I thought I could easy solve this problem with the following code:
# I only added originally ggplot2 and dplyr. As I was researching on Google, I tried a few solution that needed the string and data.table libraries.
library(ggplot2)
library(dplyr)
library(stringr)
library(data.table)
data <- data_frame(income = c(1000,2000,5000), percentage = c(10,30,40))
data %>% ggplot(aes(x = income)) +
geom_histogram()
That did not work because it was counting the values so I had 3 bars of height = 1 and the width also was incorrect. It did not go from 0 to 1000, 1000 to 2000 and 2000 to 5000.
After a few searches, I learned about the y=..density..
. I put it in my aes() info like that.
data %>% ggplot(aes(x = income, y=..density..)) +
geom_histogram()
The y-axis was not 1 but 0.0025 (I am not really sure why) and I am not still there.
I then discovered weight
and I tried:
data %>% ggplot(aes(x = income, y=..density.., weight=percentage)) +
geom_histogram()
I may be on a better track since for the first time the columns are not the same height.
I then tried binwidth = c(1000, 2000, 5000)
because for the graph to have different column width. It did not work. I got an error if I tried to add and start with 0, since there are 4 elements.
I then learned about cut
and break
and I am not sure I understand it. Anyway, now the code looked like that.
library(ggplot2)
library(dplyr)
library(stringr)
library(data.table)
data <- data.frame(percentage = c(10,30,60))
data$income <- cut(data$percentage, c(0, 1000,2000,5000), right = FALSE)
data %>% ggplot(aes(x = income, y=..density.., weight=percentage)) +
geom_histogram()
I now have an error about continuous variable and discrete variable.
I found in the book I have that I could also do a pie. I tried the following to check if my data was good.
library(ggplot2)
library(dplyr)
library(stringr)
library(data.table)
data <- data_frame(income = c(1000,2000,5000), percentage = c(10,30,40))
# Create data for the graph.
x <- c(10,30,60)
labels <- c(1000,2000,5000)
pie(x,labels)
The percentage seems OK but I did not create the kind of graph I want. an histogram and not a pie.
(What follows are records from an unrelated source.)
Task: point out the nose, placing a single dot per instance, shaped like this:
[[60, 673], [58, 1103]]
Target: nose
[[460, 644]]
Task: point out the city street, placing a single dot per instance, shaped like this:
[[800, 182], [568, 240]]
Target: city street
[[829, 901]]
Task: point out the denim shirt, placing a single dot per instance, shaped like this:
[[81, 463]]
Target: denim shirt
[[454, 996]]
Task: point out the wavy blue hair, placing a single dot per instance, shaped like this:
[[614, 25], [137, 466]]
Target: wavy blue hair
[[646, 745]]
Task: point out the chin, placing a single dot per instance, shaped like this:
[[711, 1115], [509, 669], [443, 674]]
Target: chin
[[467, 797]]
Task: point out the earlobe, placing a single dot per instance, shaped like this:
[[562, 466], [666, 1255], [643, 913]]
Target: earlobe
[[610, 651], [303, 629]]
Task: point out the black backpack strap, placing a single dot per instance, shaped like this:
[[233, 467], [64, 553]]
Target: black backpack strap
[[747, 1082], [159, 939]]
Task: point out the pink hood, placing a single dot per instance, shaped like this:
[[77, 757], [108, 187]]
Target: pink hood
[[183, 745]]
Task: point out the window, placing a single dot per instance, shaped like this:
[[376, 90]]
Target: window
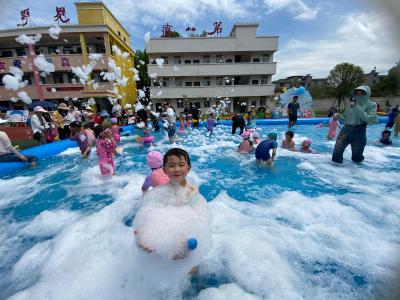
[[177, 60], [52, 50], [72, 78], [6, 53], [178, 82], [165, 58], [58, 78], [28, 78], [20, 51], [68, 50], [165, 82], [206, 59], [263, 101], [264, 79]]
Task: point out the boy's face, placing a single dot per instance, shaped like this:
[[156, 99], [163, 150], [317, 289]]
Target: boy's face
[[176, 168]]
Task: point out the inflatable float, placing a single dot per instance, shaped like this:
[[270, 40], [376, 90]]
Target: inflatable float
[[47, 150]]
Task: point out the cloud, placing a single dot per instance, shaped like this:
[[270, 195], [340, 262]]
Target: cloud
[[363, 39], [298, 8], [156, 11]]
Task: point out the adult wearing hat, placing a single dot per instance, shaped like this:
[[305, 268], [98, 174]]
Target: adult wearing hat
[[39, 124], [58, 119], [8, 153], [361, 112]]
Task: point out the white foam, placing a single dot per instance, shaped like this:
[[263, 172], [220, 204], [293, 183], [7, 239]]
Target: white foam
[[226, 292]]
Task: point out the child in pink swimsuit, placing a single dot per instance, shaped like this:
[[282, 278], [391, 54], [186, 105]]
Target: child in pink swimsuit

I have often found this website very helpful so maybe someone knows the answer. I have just created an account and hope that someone could assist me.
Thanks
Perhaps you're looking for a barchart:
data %>% ggplot(aes(x = as.factor(income),y = percentage)) +
geom_bar(stat = "identity") + labs(x = "Income")
Or as stefan suggests, perhaps something like this with geom_rec
:
data %>%
mutate(min = lag(income,1L, 0)) %>%
ggplot(aes(xmin = min, xmax = income, ymin = 0, ymax = percentage)) +
geom_rect(color = "black") + labs(x = "Income", y = "Density")